Estos meses fui cocinando un proyecto que vinculara todo esto a mis investigaciones sobre futuridades: escribir un artículo sobre las relaciones históricas entre la astronomía y las ciencias sociales; entrevistar a astrónomos para conversar sobre las hipótesis de futuro -social y cósmico- que manejan, y prestarle atención a las retroalimentaciones entre ficción científica, desarrollo científico, exploración astronómica y cultura popular. En fin, imaginé un universo de cosas por venir. Un universo con antecedentes, porque hubo un tiempo en que las ciencias sociales miraban las ciencias naturales para extraer de allí estrategias y métodos de investigación. Hubo quienes soñaron con un pensamiento de las relaciones humanas como subespecie de las relaciones de los humanos con la naturaleza y el cosmos. Ese tiempo, claramente, no es el nuestro (una advertencia que también vale para quienes siguen imaginando disputas con una “ciencia” -positivista- que hace tiempo que dejó de existir). Hemos investigado las sociedades humanas con herramientas que asumen la singularidad de lo humano, sus posibilidades, sus límites. Y, a veces lo hemos hecho teniendo en cuenta algunas pistas metodológicas que vienen de la astronomía, como escribió Weber en 1904: “El conocimiento astronómico en modo alguno es un sistema de leyes. Antes bien, obtiene las leyes que constituyen los ‘presupuestos’ de su labor de otras disciplinas, como la mecánica. La astronomía, sin embargo, se interesa por la cuestión de qué resultado ‘individual’ produce la acción de estas leyes en una ‘constelación’ individualmente configurada, en cuanto tales configuraciones individuales revisten significación para nosotros. Cada constelación individual que ella explica o predice es explicable causalmente sólo como consecuencia de otra, igualmente individual, que la precede”. De constelaciones también habló Walter Benjamin. Y la microfísica de Foucault suena bastante a una metáfora atómica, sino cuántica. Sin movimientos de emulación, y atentas a las relaciones de poder que configuran la astronomía, las ciencias sociales y, más en general, el pensamiento de lo humano, tiene que estar a la altura de -es decir, atento a- la astronomía de su época.

En cosmología hay un principio conocido como “principio antrópico”, que consiste en sostener que cualquier explicación del universo debe ser consistente con el hecho de la existencia humana.
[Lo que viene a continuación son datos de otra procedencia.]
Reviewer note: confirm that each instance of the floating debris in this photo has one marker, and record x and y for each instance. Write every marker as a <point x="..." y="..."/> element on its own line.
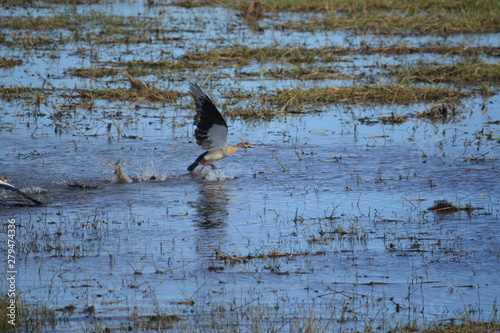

Digamos que la explicación tiene que cerrar con nosotros adentro. ¿El universo podría existir sin nosotros? Es lo más probable. El principio antrópico está lejos del protagórico hombre-medida de todas las cosas. Más bien somos una posibilidad de medir. Una posibilidad que, como tal, no hemos creado. Que el hombre se crea a sí mismo, que es, como decía Hegel, el resultado de su trabajo, deja de lado el hecho de que no podemos crear la posibilidad de trabajar. Algunos llaman Dios a esa posibilidad. Yo prefiero llamarlo efecto cósmico contingente. Pero así como el universo podría (y, de hecho, podrá) existir sin nosotros, es igual de cierto que no existe sin nosotros. Estamos acá. ¿Qué hacemos?